“Baseballs and Service,” Friend, Sept. 2012, 2–3
Follow the Prophet
Baseballs and Service
When President Thomas S. Monson was a boy, people called him Tommy. Tommy loved to play baseball with his friends and his brother Bob. They didn’t have a grassy field for their games, so they used the dirt alley behind their homes as their ball diamond. The area worked as long as the hitter hit the ball straight to “centerfield.” But if he hit the ball to the right, it was headed for disaster.
Mrs. Shinas lived in a little house near “first base” of the ball field. She would watch from her kitchen window as the boys played. Every time a ball landed near her porch, Mrs. Shinas would hurry out of her house, limping because of her stiff leg. She would grab the ball and take it inside.
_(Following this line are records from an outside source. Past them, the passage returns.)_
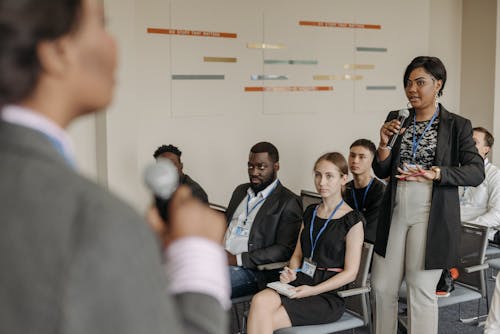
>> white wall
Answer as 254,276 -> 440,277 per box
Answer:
68,0 -> 462,209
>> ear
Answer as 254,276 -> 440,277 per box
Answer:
436,80 -> 443,94
37,37 -> 69,77
484,146 -> 491,156
340,174 -> 349,186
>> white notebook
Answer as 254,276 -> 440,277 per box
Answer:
267,281 -> 295,298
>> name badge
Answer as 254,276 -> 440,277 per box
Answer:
236,226 -> 250,237
402,164 -> 418,172
300,258 -> 317,278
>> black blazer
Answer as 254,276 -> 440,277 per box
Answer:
372,105 -> 484,270
226,181 -> 302,269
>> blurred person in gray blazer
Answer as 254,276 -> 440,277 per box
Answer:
0,0 -> 230,334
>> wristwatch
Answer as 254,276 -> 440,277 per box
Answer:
431,166 -> 441,181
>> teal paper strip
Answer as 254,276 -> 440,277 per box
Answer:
264,59 -> 318,65
172,74 -> 224,80
366,86 -> 396,90
356,46 -> 387,52
250,74 -> 288,80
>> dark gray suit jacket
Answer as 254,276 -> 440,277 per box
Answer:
0,121 -> 227,334
372,105 -> 484,269
226,183 -> 302,269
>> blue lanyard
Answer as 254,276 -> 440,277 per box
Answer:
411,106 -> 439,162
44,133 -> 76,168
309,200 -> 344,260
351,177 -> 374,211
243,181 -> 280,224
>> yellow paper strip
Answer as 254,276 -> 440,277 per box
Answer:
203,57 -> 237,63
247,43 -> 286,49
313,74 -> 363,80
344,64 -> 375,70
Finally the boys gave up playing ball in the alley—they had run out of balls. But the conflict continued when some of the boys picked Mrs. Shinas’s home for their pranks.
One day, Tommy decided to bring the conflict to a halt. As he did his daily chore of watering his family’s front lawn, he noticed that Mrs. Shinas’s lawn was dry and turning brown. He took a few more minutes and turned the hose on her lawn as well. He continued this all summer. When leaves started to fall, Tommy also raked Mrs. Shinas’s lawn.
Not once that summer or fall did Tommy see Mrs. Shinas. But he kept up his friendly gesture of watering her yard.
Then one evening Mrs. Shinas opened her front door and beckoned to him. She invited him into her living room and brought out a plate of cookies and a glass of milk. Then she left the room and came back with a large box filled with baseballs—several seasons’ worth.
“Tommy,” she said, “I want to thank you for being kind to me.” For the first time, he saw Mrs. Shinas smile and heard in her voice both kindness and gratitude. The two became friends.
But more than that, Tommy learned one of the most important lessons the Savior taught: that we should do unto others as we would have them do unto us (see Matthew 7:12).